Fox Does First Primetime Upfront Ad Deals

Network quietly completed deal with at least one major media agency late last week at high single-digit CPM increases

Fox has quietly done the first deals for the broadcast primetime upfront selling season, individuals familiar with the negotiations told TheWrap.

A deal was done with at least one media agency, said to be Zenith, at cost-per-thousand (CPM) increases averaging in the high-single digits.

It included not only primetime inventory for the 2010-2011 season, but also some Sunday afternoon National Football League game commercial time.

Intense negotiations also are taking place on the cable TV side, with NBC Universal and Discovery being mentioned by individuals close to negotiations as having conversations with media agencies that lasted late into Friday.

Deals during the week following the upfront presentations (held May 17-20) is a major departure from last year, when many advertisers had not even registered their budgets with the networks until several weeks later.

The first deal last year was not done until well into June.

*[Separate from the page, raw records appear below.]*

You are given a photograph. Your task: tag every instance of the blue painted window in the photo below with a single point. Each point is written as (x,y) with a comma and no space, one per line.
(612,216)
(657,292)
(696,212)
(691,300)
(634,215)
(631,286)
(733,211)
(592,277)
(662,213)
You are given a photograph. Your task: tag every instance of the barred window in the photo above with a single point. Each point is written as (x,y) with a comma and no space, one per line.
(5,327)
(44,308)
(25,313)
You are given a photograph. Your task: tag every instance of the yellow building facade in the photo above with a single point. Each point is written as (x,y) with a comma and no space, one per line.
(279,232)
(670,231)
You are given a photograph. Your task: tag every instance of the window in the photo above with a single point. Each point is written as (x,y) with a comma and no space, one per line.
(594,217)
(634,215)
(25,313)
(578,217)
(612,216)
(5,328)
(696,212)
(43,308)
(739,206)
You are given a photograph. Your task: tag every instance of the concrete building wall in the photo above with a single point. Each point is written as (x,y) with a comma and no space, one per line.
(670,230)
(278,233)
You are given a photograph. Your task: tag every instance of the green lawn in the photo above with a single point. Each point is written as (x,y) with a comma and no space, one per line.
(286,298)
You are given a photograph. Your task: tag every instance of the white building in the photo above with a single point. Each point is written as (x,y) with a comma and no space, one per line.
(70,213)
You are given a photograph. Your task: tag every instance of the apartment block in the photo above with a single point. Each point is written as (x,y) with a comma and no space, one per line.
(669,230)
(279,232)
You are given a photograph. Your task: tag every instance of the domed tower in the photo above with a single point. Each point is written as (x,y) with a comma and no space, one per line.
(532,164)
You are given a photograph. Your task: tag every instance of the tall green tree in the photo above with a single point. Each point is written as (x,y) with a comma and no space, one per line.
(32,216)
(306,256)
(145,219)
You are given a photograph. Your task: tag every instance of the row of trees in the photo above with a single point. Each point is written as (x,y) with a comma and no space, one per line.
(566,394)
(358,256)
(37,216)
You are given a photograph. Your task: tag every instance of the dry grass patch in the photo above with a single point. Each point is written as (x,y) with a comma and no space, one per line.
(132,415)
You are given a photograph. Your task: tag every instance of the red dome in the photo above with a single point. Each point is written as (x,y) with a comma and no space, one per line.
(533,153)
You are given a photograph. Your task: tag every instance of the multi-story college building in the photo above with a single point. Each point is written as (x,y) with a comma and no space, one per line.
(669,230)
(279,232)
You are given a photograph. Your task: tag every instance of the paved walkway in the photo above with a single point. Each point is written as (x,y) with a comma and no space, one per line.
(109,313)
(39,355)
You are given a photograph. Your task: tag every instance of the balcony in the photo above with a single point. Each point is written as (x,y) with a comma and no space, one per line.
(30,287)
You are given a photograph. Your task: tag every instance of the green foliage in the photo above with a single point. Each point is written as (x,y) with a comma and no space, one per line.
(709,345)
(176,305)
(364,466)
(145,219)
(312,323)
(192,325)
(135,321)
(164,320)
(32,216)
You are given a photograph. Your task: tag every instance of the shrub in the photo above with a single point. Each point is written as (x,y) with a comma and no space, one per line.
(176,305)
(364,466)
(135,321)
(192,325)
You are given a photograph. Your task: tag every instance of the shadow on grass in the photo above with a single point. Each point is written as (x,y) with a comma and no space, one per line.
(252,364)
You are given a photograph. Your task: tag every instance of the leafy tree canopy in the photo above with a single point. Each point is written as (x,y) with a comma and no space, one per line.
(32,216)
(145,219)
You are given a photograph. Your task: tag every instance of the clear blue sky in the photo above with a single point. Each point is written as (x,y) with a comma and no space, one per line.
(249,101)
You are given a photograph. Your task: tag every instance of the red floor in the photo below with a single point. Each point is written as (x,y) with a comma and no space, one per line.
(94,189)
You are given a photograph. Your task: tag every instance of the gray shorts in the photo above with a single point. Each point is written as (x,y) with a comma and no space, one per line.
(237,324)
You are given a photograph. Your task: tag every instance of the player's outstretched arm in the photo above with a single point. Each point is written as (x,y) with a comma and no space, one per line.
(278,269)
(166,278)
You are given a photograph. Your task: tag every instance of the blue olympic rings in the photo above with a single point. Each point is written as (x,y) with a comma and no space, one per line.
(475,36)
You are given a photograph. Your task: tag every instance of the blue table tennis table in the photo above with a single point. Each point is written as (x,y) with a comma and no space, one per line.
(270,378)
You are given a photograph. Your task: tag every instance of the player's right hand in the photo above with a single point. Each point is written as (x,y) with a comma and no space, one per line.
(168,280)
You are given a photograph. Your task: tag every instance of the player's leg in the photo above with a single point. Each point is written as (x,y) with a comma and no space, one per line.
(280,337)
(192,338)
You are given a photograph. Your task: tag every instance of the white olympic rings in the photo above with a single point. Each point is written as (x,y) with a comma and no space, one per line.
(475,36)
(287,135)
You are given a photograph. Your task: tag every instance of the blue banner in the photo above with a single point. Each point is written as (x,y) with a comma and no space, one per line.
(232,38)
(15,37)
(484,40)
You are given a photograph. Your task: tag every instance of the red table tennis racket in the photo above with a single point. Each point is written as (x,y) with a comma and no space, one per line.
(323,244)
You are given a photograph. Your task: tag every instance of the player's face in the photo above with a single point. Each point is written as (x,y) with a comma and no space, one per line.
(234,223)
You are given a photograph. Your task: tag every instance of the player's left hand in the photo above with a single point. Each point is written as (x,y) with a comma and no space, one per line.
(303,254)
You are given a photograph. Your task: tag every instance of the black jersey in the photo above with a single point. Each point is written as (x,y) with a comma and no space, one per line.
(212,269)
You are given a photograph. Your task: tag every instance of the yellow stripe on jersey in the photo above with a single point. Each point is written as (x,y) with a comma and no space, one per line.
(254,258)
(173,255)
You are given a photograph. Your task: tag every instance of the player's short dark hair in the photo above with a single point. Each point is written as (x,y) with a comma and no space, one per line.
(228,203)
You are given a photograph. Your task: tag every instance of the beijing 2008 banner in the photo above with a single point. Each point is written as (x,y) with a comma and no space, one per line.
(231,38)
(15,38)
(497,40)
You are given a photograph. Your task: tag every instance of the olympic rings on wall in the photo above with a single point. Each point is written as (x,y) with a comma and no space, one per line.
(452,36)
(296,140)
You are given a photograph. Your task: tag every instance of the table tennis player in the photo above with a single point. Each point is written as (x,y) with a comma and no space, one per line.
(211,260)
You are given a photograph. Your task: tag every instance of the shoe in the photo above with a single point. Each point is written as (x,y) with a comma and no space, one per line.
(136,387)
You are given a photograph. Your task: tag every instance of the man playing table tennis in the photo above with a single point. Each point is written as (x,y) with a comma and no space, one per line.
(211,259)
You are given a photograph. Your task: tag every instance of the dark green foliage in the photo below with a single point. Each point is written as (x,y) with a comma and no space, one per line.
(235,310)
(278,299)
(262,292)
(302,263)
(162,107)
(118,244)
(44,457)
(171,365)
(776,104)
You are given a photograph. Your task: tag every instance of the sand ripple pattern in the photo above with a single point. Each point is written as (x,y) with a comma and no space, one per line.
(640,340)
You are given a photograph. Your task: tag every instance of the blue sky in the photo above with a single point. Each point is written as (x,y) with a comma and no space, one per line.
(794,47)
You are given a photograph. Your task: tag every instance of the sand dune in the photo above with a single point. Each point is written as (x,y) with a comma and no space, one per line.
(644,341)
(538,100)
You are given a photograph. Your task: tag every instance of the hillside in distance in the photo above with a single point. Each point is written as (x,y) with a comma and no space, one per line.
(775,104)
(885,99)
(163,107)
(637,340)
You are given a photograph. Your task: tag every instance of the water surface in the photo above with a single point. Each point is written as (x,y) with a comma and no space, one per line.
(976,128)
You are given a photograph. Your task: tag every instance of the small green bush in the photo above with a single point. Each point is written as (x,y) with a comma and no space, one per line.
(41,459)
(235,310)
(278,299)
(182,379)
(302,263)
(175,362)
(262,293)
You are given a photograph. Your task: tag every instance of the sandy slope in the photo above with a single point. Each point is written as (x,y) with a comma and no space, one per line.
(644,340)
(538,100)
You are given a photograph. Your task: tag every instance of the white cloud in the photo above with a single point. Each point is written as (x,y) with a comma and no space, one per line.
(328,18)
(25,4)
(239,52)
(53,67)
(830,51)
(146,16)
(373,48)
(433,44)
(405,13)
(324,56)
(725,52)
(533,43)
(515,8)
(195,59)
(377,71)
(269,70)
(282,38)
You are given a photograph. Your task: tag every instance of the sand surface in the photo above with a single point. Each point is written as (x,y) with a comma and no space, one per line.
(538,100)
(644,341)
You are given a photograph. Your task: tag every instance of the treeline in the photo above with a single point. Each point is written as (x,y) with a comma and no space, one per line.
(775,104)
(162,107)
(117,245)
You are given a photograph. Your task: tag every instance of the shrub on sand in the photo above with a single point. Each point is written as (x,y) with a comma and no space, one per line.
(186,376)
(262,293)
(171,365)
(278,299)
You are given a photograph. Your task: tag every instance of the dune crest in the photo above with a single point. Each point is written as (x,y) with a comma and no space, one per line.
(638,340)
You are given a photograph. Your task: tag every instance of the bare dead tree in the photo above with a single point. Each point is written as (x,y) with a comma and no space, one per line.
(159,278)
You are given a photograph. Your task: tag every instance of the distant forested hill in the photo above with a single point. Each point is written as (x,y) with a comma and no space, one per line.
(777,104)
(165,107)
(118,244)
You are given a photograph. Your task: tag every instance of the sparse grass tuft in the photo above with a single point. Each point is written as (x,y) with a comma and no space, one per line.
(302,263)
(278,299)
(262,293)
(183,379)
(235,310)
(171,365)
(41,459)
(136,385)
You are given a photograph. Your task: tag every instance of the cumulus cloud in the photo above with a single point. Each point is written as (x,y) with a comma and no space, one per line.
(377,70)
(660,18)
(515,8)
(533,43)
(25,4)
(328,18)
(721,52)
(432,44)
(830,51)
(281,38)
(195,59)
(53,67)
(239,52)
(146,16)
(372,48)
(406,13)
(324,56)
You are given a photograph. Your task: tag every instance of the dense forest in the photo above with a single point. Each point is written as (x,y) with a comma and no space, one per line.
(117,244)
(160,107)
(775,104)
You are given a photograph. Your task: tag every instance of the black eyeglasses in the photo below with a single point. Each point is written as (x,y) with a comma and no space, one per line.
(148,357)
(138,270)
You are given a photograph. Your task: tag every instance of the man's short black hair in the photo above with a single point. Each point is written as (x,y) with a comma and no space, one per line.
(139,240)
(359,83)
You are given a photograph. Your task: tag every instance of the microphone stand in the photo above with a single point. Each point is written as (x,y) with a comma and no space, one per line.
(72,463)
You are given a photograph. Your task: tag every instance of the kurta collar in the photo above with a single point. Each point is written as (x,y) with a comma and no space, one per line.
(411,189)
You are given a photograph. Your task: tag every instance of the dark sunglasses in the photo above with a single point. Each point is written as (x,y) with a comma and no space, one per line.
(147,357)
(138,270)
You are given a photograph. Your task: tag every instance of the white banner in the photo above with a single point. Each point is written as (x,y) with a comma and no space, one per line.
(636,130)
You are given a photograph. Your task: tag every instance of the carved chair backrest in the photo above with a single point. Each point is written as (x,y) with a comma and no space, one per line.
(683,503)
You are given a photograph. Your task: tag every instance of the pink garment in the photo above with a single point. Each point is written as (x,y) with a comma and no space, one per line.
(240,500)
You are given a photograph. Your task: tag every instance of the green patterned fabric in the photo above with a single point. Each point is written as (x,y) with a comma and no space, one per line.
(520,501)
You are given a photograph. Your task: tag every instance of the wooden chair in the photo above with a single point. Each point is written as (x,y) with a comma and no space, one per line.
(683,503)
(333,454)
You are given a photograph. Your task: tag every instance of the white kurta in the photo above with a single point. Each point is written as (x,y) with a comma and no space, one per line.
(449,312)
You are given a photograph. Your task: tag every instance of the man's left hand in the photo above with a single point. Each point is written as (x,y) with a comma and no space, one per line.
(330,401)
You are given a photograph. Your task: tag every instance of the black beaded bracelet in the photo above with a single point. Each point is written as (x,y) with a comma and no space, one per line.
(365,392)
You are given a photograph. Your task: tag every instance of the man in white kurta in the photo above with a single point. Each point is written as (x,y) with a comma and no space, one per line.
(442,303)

Last year, NBCU made the first deals in the upfront with media agency conglomerate Group M at hefty price decreases from the previous year, while Fox was content to sit back to see how the market would play out.

But this year, sensing a strong market, and coming off its sixth consecutive season of winning the ratings race among the 18- to 49-year-olds that advertisers covet, Fox has started out more aggressively in its upfront sales approach.

What’s helping is a sense by media agencies that the marketplace is strong, and demand is going to be high. So this year, there will be more willingness to pay higher prices rather than take hard-line positions. It seems while the media agencies were in the driver’s seat last year, the situation is reversed this year.

"I’m thinking this is going to be a busy week for all the broadcast networks," one network-side individual told The Wrap. "The market is live."